Quel appel aux différents usagers de la route au Bénin ?
Malheureusement je pense que l’appel n’est pas à l’endroit des usagers mais plutôt à l’endroit des autorités. Sinon le mot autorité n’a plus de sens. C’est l’autorité qui peut impacter l’usager. Uniquement l’autorité. Il est évident que l’Automobile club comme les autres associations n’a pas autorité. A titre d’exemple nous ne sommes jamais investis au bord de la route parce que les associations n’ont aucun droit d’intervention même si c’est pour la sensibilisation sur la voie publique. Même le CNSR, s’il veut intervenir sur la voie publique, il ne peut pas le faire tout seul . Pour intervenir sur la voie publique, il faut au minimum un officier de police judiciaire. Au CNSR, il n’y en a pas. C’est pourquoi quand vous voyez les gens du CNSR intervenir, c’est simplement un problème légal. Il leur faut un policier qui ait la qualification ou dans le temps passé un gendarme qui a la qualification puisque même le DG du CNSR n’a pas la qualification. Il est administrativement le directeur général mais il n’a pas autorité sur la voie publique. J’ai souvent contesté cet aspect là en regrettant de voir des associations financées parfois par le CNSR qui étaient en intervention sur la voie publique mais de manière illégale.

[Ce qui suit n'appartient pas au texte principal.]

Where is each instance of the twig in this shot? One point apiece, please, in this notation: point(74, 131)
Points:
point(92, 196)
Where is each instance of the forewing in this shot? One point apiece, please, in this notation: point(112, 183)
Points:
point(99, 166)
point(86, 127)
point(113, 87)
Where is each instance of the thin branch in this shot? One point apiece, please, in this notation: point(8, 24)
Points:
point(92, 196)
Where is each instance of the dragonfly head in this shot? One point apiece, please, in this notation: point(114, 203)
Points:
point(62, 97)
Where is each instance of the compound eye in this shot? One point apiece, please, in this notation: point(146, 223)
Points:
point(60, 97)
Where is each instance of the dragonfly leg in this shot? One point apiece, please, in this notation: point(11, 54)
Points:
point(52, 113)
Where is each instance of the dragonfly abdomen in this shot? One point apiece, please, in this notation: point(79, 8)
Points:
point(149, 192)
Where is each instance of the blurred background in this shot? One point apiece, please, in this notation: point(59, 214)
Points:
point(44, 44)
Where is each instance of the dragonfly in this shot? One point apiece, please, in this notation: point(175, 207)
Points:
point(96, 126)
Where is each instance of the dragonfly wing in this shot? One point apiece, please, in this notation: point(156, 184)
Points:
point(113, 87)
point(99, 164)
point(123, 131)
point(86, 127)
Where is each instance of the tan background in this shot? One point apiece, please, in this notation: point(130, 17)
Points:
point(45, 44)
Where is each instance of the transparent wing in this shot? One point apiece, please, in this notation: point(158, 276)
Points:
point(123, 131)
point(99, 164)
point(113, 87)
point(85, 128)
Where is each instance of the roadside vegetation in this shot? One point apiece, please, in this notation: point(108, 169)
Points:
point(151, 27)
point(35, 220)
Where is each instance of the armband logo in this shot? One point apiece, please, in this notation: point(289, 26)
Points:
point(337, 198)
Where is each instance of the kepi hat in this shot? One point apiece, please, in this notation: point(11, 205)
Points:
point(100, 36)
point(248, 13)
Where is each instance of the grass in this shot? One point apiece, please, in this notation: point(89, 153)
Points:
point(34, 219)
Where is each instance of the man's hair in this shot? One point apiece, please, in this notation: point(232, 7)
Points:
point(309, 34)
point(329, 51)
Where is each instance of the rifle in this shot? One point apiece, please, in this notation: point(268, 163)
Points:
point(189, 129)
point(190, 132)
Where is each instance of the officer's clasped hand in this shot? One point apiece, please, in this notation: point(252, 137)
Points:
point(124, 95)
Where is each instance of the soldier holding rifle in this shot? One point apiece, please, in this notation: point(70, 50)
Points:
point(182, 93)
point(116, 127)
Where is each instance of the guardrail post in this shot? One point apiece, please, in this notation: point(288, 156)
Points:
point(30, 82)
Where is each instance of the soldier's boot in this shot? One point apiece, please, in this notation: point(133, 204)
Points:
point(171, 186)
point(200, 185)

Si l’autorité encourage l’illégalité, c’est problématique. Donc je pense que ce n’est pas auprès des usagers qu’il faut lancer un appel mais vraiment auprès des autorités pour qu’elles prennent la véritable problématique de l’accidentologie sur la voie publique par le bon bout. Et elle ne pourra le prendre par le bon bout qu’avec un code de la route pertinent, pensé pour les béninois et qui mette en place des sanctions idoines. Et ces sanctions, si elles sont efficaces pécuniairement, elles le seront également socialement.

Votre mot de la fin
J’espère que la mobilisation de la presse autour de cette problématique touche l’ensemble des professions. Je sais aussi que la plupart des journalistes se déplacent avec leur engin personnel. Donc ils sont toujours concernés par cette problématique des accidents. Récemment je discutais avec l’un d’entre eux et il me disait qu’à chaque fois qu’il prend son engin pour partir il fait une prière espérant arriver à bon port. Et quand il repart au journal il renouvelle une prière. Donc vous imaginez que ça peut lui faire cinq ou six prières par jour. Si l’association des journalistes béninois dans les rubriques société , dans les rubriques mobilité qui sont en train de se mettre en place dans plusieurs organes arrivaient de manière collective à faire une pression sur les autorités, pas une pression méchante mais une pression au sens philosophie du terme à travers leur éducation, ce serait déjà un grand pas.